Desde la Segunda Guerra Mundial, hemos visto a africanos
verdaderamente colonizados por los blancos, en Sudáfrica sin duda; luego hubo
cubanos colonizados por sus propios dirigentes, pero los estudiantes de
izquierdas o biempensantes apoyaron a esos dirigentes en cuestión porque eran
comunistas. Como los marxistas ya no tienen ningún pueblo al que idealizar como
representación del proletariado, han hecho suya la causa palestina. Consideran
que basta con oponer el bien y el mal, sin preguntarse quién encarna realmente
el mal. Estas revueltas se inscriben en una tradición que se repite de
generación en generación; cada una de ellas debe definirse en relación con un
acontecimiento histórico en el que se basa. Así, si uno es español, pertenece a
la generación de la Guerra Civil; si es francés o mayor, a la generación de la
Resistencia; si es un poco más joven, a la generación de la guerra de Argelia;
y luego está la generación de mayo de 1968, que fue mundial. A esta le siguió
la generación marcada por la caída del Muro de Berlín, y luego por los
atentados islamistas del 11 de septiembre. Cada generación tiene su propia
historia. Y cuando no hay historia real, la inventamos. Hoy existe una
generación #MeToo que puede resultar más decisiva que la generación de Gaza.
Así que yo me mostraría cauteloso a la hora de opinar
sobre la importancia o insignificancia del movimiento de apoyo a la población
de Gaza. Cuando uno está en el epicentro de un acontecimiento, no sabe lo que
significa. El ejemplo más famoso de esta incapacidad para juzgar se encuentra
en la literatura francesa, cuando el joven soldado Fabrice, retratado por
Stendhal, se ve envuelto en la batalla de Waterloo en 1815, sin saber que está
en Waterloo y que esa batalla determinaría la configuración de Europa durante
un siglo. Todos somos Fabrice en Waterloo.

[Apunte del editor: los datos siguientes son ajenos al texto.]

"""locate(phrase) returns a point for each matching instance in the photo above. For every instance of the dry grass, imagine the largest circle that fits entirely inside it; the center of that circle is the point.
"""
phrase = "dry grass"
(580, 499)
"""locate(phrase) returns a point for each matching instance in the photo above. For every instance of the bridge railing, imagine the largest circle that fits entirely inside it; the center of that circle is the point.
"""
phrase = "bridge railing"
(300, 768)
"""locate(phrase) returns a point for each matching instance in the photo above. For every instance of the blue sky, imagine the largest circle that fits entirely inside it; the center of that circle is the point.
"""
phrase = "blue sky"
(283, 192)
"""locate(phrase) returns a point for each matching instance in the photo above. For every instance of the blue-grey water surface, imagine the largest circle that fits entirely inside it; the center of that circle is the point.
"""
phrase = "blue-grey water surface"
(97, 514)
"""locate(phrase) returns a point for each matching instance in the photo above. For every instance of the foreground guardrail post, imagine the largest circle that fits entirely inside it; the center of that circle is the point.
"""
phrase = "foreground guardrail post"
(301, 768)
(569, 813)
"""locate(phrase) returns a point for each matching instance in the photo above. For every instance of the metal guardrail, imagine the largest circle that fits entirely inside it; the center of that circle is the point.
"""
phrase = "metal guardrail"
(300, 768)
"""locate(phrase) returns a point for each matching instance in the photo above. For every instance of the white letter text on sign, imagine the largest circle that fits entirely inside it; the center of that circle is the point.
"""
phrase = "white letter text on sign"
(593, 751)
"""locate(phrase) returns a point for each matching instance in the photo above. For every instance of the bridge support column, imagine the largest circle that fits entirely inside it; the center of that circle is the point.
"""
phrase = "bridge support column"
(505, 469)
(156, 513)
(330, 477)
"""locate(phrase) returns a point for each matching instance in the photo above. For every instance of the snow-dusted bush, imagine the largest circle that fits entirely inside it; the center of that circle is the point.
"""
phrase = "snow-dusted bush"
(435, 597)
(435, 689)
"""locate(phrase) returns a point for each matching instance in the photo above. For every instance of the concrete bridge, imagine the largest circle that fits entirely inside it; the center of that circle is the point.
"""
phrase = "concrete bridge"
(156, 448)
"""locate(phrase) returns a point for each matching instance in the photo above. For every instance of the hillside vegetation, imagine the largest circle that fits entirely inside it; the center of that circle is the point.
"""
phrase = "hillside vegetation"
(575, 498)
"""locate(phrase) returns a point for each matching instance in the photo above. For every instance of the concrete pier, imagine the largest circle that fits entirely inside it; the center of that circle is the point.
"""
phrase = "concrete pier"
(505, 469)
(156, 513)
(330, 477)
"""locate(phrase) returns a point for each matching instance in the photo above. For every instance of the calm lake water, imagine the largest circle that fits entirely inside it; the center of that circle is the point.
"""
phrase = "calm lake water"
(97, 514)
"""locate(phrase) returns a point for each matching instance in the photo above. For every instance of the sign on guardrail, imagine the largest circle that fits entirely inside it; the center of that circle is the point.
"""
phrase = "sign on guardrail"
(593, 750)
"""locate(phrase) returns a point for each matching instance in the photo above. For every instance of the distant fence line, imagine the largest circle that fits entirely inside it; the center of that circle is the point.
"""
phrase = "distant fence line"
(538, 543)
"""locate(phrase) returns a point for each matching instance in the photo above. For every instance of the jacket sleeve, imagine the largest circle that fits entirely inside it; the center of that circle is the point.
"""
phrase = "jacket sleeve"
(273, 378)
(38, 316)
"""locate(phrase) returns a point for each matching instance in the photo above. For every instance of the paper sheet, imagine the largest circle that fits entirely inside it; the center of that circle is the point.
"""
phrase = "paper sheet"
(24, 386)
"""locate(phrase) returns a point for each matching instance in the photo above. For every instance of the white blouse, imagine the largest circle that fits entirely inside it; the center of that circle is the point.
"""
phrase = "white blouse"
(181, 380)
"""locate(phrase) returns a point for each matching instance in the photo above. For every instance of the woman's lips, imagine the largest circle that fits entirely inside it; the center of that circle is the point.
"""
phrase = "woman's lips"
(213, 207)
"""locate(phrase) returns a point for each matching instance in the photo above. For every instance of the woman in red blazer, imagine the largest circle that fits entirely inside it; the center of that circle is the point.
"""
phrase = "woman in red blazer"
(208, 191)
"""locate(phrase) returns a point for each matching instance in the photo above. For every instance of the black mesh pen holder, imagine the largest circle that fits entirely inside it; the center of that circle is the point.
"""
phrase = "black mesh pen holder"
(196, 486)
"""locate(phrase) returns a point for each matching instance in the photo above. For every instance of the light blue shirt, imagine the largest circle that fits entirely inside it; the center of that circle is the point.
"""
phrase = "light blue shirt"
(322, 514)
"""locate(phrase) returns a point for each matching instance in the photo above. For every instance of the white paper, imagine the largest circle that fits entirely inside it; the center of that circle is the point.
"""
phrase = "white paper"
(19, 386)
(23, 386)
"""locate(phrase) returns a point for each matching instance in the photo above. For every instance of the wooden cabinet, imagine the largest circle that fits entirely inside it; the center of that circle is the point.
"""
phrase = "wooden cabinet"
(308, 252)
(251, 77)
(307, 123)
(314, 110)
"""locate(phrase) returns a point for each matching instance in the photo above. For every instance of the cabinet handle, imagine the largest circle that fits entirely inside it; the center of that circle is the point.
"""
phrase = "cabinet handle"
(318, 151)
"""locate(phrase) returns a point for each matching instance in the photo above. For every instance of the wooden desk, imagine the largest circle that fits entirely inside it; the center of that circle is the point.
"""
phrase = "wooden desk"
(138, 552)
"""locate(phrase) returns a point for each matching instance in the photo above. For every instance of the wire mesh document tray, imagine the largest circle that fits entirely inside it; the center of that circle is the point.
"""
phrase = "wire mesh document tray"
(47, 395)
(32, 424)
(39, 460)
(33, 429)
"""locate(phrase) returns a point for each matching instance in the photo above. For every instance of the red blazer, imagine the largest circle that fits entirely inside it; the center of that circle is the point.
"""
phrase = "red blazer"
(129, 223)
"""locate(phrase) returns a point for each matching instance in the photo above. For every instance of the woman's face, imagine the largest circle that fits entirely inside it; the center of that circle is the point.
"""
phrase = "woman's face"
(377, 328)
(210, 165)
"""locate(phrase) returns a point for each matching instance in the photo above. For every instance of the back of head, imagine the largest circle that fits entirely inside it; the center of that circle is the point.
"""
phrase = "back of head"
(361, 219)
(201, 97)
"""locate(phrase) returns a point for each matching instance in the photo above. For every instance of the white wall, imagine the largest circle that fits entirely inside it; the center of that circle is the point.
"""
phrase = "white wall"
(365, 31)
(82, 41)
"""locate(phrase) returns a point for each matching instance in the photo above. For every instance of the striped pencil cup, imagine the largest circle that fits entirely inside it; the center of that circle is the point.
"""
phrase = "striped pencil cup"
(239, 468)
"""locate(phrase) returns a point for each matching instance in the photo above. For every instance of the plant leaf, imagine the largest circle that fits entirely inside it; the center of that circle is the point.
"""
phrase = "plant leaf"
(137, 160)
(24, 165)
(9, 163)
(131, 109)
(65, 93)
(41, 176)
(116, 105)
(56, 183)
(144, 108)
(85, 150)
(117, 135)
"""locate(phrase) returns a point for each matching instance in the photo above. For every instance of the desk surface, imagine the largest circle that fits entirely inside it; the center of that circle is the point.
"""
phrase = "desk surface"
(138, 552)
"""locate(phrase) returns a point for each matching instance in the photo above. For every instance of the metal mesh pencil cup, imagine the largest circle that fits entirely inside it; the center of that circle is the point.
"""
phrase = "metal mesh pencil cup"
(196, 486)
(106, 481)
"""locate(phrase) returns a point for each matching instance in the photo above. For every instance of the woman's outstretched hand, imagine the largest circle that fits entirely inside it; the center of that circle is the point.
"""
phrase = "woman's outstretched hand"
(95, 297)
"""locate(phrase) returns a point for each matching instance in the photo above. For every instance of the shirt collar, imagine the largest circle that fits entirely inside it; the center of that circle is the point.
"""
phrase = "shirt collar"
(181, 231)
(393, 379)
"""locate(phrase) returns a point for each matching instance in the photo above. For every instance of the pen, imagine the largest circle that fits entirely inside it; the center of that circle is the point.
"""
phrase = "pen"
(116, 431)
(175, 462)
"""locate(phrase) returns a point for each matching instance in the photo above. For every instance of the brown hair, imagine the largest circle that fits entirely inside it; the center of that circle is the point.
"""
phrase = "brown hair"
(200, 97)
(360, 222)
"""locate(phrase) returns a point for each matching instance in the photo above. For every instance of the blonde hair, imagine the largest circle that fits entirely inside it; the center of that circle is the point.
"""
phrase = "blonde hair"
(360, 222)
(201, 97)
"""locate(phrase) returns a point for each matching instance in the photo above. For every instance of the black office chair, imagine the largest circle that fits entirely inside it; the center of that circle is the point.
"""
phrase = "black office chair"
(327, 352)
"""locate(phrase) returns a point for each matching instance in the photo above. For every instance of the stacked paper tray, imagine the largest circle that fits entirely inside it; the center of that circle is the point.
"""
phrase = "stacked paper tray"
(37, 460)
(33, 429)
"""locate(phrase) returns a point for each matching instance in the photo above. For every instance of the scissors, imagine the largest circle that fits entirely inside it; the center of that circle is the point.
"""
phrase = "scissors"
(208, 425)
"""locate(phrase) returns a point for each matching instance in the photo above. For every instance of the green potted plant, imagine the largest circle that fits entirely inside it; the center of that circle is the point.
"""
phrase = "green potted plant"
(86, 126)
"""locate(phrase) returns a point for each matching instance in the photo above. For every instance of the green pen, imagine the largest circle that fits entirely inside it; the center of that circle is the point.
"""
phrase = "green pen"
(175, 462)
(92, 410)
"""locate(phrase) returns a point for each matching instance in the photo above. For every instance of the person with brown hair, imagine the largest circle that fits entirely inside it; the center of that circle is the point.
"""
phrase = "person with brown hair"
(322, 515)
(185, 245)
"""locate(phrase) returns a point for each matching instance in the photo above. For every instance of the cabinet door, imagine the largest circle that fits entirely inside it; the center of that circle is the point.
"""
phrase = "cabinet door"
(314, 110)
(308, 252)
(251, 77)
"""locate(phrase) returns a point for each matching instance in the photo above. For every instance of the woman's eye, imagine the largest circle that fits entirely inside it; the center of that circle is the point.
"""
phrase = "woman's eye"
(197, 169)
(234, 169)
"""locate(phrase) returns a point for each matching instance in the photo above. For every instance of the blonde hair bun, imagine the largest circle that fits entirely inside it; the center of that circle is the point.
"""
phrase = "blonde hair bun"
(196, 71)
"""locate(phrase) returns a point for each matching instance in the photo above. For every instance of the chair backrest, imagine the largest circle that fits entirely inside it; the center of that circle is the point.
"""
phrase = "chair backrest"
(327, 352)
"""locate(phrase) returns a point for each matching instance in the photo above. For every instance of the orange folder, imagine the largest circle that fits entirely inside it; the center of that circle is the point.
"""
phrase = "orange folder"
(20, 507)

Del mismo modo, me abstendría de alabar o demonizar a los
estudiantes sublevados; es posible que algunos de ellos sean sinceros y estén
movidos por la compasión hacia las víctimas. Solo espero que estén mejor
informados y que las universidades vuelvan a su vocación original, que es
enseñar historia y aprender a distinguir la verdad de la mentira. No hay nada
malo en manifestarse 'per se', y tampoco lo hay en reclamar justicia social,
siempre que los impulsos del corazón estén informados por los de la razón.